Removing duplicate rows in Notepad++

767,531

Solution 1

Notepad++ with the TextFX plugin can do this, provided you wanted to sort by line, and remove the duplicate lines at the same time.

To install the TextFX in the latest release of Notepad++ you need to download it from here: https://sourceforge.net/projects/npp-plugins/files/TextFX

The TextFX plugin used to be included in older versions of Notepad++, or be possible to add from the menu by going to Plugins -> Plugin Manager -> Show Plugin Manager -> Available tab -> TextFX -> Install. In some cases it may also be called TextFX Characters, but this is the same thing.
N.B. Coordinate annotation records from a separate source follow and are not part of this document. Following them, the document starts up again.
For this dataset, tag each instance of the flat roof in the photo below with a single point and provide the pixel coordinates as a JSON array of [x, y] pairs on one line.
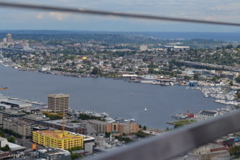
[[59, 134], [19, 103], [15, 147]]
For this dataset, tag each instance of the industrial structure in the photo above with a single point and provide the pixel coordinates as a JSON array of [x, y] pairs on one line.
[[58, 102], [57, 139]]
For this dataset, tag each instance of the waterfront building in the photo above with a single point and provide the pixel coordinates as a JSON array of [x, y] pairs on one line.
[[9, 38], [58, 102], [99, 126], [52, 154], [72, 127], [9, 113], [123, 128], [57, 139], [3, 142], [209, 113], [143, 47], [18, 126], [15, 103]]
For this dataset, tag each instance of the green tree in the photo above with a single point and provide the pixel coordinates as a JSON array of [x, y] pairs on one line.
[[107, 134], [11, 139], [95, 71], [6, 148], [234, 151], [237, 79], [196, 76], [150, 71], [187, 78]]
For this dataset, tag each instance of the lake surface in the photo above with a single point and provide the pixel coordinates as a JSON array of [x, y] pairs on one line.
[[107, 95]]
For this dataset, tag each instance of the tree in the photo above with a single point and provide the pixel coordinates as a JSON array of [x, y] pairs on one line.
[[237, 79], [150, 71], [187, 78], [235, 151], [95, 71], [196, 76], [107, 134], [11, 139]]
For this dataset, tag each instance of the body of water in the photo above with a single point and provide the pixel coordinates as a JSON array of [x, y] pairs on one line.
[[116, 97]]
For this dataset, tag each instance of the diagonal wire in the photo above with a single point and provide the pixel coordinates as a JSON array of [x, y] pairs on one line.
[[108, 13], [176, 142]]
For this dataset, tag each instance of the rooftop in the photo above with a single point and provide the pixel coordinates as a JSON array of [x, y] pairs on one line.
[[59, 134]]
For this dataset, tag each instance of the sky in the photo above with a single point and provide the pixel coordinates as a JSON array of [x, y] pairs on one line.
[[217, 10]]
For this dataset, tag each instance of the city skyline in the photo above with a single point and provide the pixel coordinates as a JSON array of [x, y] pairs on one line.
[[215, 10]]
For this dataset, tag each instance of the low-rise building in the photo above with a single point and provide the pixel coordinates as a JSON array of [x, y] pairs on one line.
[[53, 154], [123, 128], [18, 126], [57, 139]]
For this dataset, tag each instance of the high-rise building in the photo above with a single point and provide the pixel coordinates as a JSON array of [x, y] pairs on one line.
[[58, 102], [9, 38]]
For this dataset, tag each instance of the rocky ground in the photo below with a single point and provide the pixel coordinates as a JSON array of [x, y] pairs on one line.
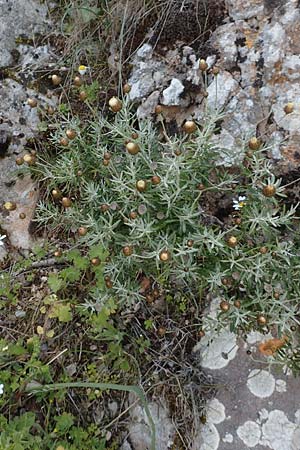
[[256, 48]]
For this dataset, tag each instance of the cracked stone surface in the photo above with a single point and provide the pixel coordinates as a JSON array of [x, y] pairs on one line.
[[19, 19], [257, 52], [258, 55]]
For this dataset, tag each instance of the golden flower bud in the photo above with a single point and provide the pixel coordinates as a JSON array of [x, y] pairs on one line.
[[64, 142], [189, 126], [132, 148], [82, 96], [232, 241], [289, 108], [77, 81], [203, 66], [164, 255], [71, 134], [115, 104], [156, 179], [254, 143], [66, 202], [82, 231], [261, 319], [269, 190], [32, 102], [127, 250], [126, 88], [95, 261], [141, 185], [56, 80], [224, 306], [10, 206]]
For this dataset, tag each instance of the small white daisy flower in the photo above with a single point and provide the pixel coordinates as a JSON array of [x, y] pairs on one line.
[[239, 203], [82, 69]]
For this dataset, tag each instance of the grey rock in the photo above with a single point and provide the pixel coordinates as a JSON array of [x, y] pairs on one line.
[[245, 9], [171, 95], [139, 430], [19, 18]]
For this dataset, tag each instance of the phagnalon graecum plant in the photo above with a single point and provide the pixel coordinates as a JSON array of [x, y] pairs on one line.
[[168, 212]]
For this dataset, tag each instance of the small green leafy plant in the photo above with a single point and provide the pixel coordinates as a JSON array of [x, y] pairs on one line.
[[167, 211]]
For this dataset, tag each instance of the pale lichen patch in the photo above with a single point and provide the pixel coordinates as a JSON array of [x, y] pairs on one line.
[[249, 433], [261, 383]]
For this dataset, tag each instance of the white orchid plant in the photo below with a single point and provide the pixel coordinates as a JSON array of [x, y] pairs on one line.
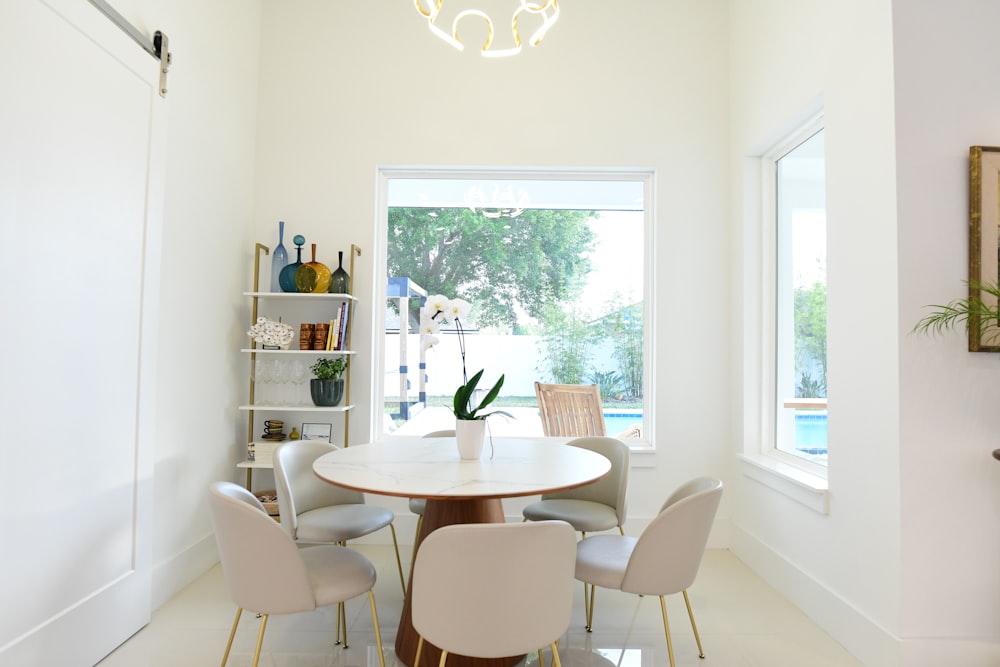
[[438, 310], [270, 333]]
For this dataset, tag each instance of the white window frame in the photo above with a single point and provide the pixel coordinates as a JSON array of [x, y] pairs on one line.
[[794, 476], [379, 266]]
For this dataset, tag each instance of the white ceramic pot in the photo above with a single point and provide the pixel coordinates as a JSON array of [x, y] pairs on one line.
[[469, 435]]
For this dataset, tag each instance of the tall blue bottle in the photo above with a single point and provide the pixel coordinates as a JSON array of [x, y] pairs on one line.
[[279, 258]]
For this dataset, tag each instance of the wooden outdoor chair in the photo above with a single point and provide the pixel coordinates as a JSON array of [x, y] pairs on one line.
[[570, 410]]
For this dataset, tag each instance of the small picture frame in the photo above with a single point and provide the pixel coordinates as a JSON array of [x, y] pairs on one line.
[[316, 431], [984, 236]]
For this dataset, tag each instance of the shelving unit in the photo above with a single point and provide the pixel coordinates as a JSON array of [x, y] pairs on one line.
[[293, 308]]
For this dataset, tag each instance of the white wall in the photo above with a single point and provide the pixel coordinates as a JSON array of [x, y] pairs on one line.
[[898, 571], [347, 87], [945, 102]]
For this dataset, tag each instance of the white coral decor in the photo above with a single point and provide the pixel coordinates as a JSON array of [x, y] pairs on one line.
[[271, 333]]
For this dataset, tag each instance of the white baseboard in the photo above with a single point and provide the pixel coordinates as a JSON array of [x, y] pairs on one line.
[[865, 639]]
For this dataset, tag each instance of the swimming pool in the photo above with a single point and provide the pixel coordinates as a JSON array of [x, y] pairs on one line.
[[810, 429], [616, 421]]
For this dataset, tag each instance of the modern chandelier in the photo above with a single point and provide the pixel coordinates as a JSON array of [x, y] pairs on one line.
[[545, 10]]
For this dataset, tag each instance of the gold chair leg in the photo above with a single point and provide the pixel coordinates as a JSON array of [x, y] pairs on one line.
[[260, 639], [416, 538], [590, 609], [399, 563], [343, 622], [687, 601], [378, 635], [666, 630], [337, 642], [232, 633]]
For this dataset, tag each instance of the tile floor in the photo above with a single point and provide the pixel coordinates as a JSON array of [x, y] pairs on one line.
[[743, 623]]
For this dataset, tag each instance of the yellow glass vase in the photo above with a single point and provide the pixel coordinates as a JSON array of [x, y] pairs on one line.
[[312, 276]]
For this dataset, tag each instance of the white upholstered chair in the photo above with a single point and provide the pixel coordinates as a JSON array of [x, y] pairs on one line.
[[596, 506], [663, 560], [491, 590], [295, 580], [316, 512]]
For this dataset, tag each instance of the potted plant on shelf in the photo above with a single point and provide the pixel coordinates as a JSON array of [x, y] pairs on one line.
[[981, 318], [327, 388]]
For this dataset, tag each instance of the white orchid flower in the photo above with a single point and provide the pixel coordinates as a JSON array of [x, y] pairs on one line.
[[428, 326], [435, 304], [457, 309]]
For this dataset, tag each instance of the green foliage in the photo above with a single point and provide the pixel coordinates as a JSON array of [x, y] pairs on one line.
[[626, 336], [808, 387], [329, 369], [463, 399], [609, 383], [979, 318], [501, 264], [810, 339], [566, 341]]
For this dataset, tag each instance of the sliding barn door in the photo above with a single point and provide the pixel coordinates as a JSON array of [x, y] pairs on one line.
[[80, 201]]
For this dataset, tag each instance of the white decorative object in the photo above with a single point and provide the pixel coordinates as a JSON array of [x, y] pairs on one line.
[[469, 435], [272, 334]]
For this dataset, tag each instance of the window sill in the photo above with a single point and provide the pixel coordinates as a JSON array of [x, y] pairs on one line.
[[801, 486], [641, 454]]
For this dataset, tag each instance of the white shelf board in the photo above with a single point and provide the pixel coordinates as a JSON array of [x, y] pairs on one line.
[[301, 295], [299, 352], [297, 408]]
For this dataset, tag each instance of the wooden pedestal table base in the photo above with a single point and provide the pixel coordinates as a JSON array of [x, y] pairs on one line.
[[436, 514]]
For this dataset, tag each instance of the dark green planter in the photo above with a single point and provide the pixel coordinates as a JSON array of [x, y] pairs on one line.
[[326, 393]]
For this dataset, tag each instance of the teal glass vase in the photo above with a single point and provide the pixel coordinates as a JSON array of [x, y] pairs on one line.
[[279, 259], [287, 278]]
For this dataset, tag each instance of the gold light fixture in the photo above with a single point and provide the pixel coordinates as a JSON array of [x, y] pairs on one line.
[[548, 10]]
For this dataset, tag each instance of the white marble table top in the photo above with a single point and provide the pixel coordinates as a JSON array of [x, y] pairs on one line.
[[431, 468]]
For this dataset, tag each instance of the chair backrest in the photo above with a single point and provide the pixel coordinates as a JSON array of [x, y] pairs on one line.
[[490, 590], [610, 490], [299, 489], [572, 410], [668, 554], [262, 567]]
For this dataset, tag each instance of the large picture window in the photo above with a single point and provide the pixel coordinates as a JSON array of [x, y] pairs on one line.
[[800, 368], [554, 267]]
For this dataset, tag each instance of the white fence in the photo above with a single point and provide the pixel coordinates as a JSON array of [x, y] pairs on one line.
[[520, 359]]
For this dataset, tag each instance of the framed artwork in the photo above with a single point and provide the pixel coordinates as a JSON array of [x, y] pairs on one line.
[[984, 237], [314, 431]]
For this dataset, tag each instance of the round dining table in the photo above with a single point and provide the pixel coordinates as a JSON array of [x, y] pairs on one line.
[[458, 491]]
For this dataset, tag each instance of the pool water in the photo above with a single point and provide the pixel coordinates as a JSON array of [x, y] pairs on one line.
[[810, 429], [810, 433], [618, 421]]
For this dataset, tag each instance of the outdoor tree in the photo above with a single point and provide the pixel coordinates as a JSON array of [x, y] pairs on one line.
[[810, 340], [502, 265], [566, 344]]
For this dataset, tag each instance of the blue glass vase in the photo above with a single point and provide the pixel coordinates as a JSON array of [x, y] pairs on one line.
[[287, 278], [279, 259]]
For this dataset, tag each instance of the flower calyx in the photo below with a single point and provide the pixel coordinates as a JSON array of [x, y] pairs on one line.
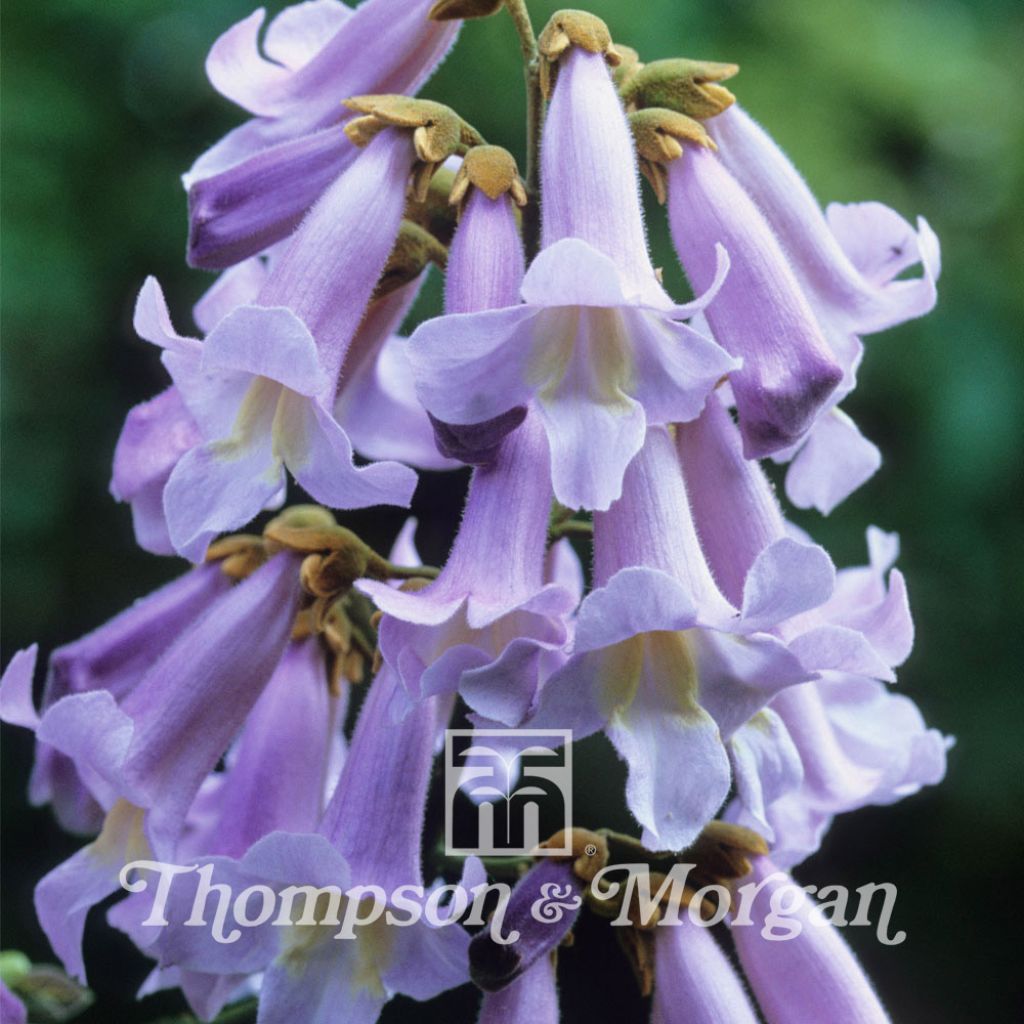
[[679, 84], [437, 131], [414, 250], [572, 28], [658, 134], [493, 170]]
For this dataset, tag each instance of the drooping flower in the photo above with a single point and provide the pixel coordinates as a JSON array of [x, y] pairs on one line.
[[662, 662], [849, 261], [369, 836], [761, 312], [144, 758], [114, 657], [596, 346], [842, 740], [253, 187], [810, 976], [694, 983], [274, 779], [263, 384]]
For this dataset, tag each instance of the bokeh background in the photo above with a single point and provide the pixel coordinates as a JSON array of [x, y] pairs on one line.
[[915, 102]]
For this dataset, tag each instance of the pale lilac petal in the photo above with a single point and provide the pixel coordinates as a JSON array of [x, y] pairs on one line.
[[227, 657], [473, 367], [761, 313], [813, 976], [678, 768], [239, 72], [594, 431], [838, 648], [274, 780], [298, 33], [531, 998], [786, 579], [485, 262], [238, 286], [835, 284], [266, 342], [652, 526], [65, 896], [766, 765], [734, 506], [635, 600], [589, 172], [570, 271], [218, 487], [320, 457], [375, 817], [153, 322], [16, 707], [238, 210], [155, 436], [694, 983], [493, 965], [312, 988], [740, 674], [833, 463]]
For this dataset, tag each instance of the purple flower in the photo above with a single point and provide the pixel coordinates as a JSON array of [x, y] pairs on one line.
[[262, 385], [144, 758], [489, 627], [760, 313], [254, 186], [810, 976], [531, 998], [848, 261], [595, 347], [663, 662], [273, 779], [694, 983], [113, 657], [369, 836], [494, 966], [843, 740]]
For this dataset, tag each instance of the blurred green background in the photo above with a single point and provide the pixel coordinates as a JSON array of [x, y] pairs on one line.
[[914, 103]]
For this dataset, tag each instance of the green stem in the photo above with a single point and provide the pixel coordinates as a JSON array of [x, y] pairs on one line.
[[535, 123]]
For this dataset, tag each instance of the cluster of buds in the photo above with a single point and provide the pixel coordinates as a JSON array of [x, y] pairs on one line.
[[741, 679]]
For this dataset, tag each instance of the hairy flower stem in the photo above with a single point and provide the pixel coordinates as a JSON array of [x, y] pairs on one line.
[[535, 123]]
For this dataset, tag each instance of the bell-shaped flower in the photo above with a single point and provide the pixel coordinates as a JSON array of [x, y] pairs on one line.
[[694, 983], [848, 261], [262, 385], [273, 780], [114, 658], [368, 837], [254, 186], [761, 312], [489, 626], [662, 662], [842, 740], [144, 758], [595, 346], [806, 975]]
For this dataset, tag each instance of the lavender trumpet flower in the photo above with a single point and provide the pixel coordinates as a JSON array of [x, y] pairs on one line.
[[144, 759], [596, 348], [253, 187]]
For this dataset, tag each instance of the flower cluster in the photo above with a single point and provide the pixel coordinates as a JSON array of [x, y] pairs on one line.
[[742, 680]]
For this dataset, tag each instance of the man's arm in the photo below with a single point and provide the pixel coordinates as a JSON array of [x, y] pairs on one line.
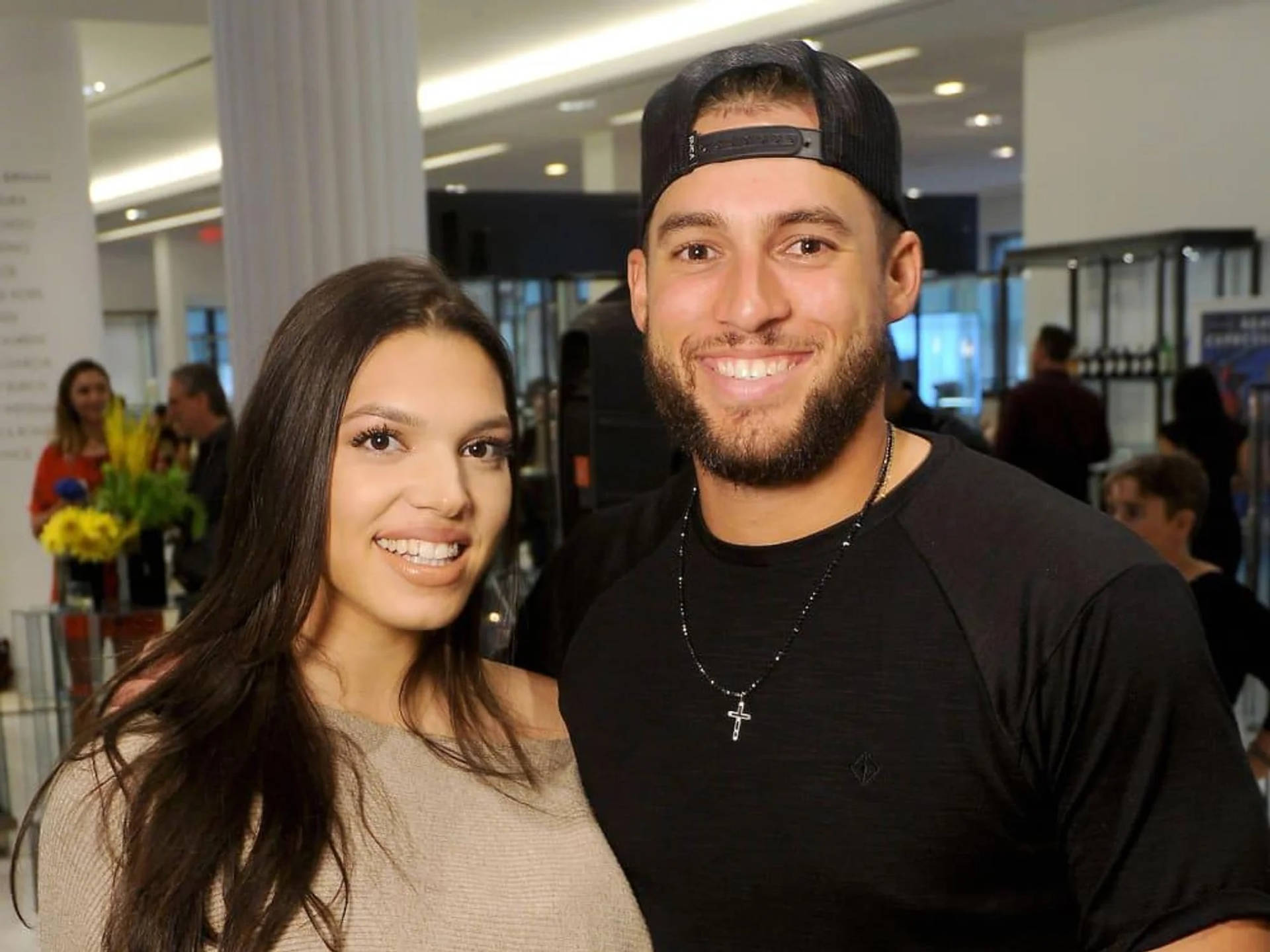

The check boxes and buttons required will now appear in the menu under: TextFX -> TextFX Tools.

Make sure "sort outputs only unique..." is checked. Next, select a block of text (Ctrl+A to select the entire document). Finally, click "sort lines case sensitive" or "sort lines case insensitive"

menu layout in n++

Solution 2

Since Notepad++ Version 6 you can use this regex in the search and replace dialogue:

^(.*?)$\s+?^(?=.*^\1$)

and replace with nothing. This leaves from all duplicate rows the last occurrence in the file.

No sorting is needed for that and the duplicate rows can be anywhere in the file!

You need to check the options "Regular expression" and ". matches newline":

Notepad++ Replace dialogue

  • ^ matches the start of the line.

  • (.*?) matches any characters 0 or more times, but as few as possible (It matches exactly on row, this is needed because of the ". matches newline" option). The matched row is stored, because of the brackets around and accessible using \1

  • $ matches the end of the line.

  • \s+?^ this part matches all whitespace characters (newlines!) till the start of the next row ==> This removes the newlines after the matched row, so that no empty row is there after the replacement.

  • (?=.*^\1$) this is a positive lookahead assertion. This is the important part in this regex, a row is only matched (and removed), when there is exactly the same row following somewhere else in the file.

Solution 3

If the rows are immediately after each other then you can use a regex replace:

Search Pattern: ^(.*\r?\n)(\1)+

Replace with: \1

Solution 4

In version 7.8, you can accomplish this without any plugins - Edit -> Line Operations -> Remove Consecutive Duplicate Lines. You will have to sort the file to place duplicate lines in consecutive order before this works, but it does work like a charm.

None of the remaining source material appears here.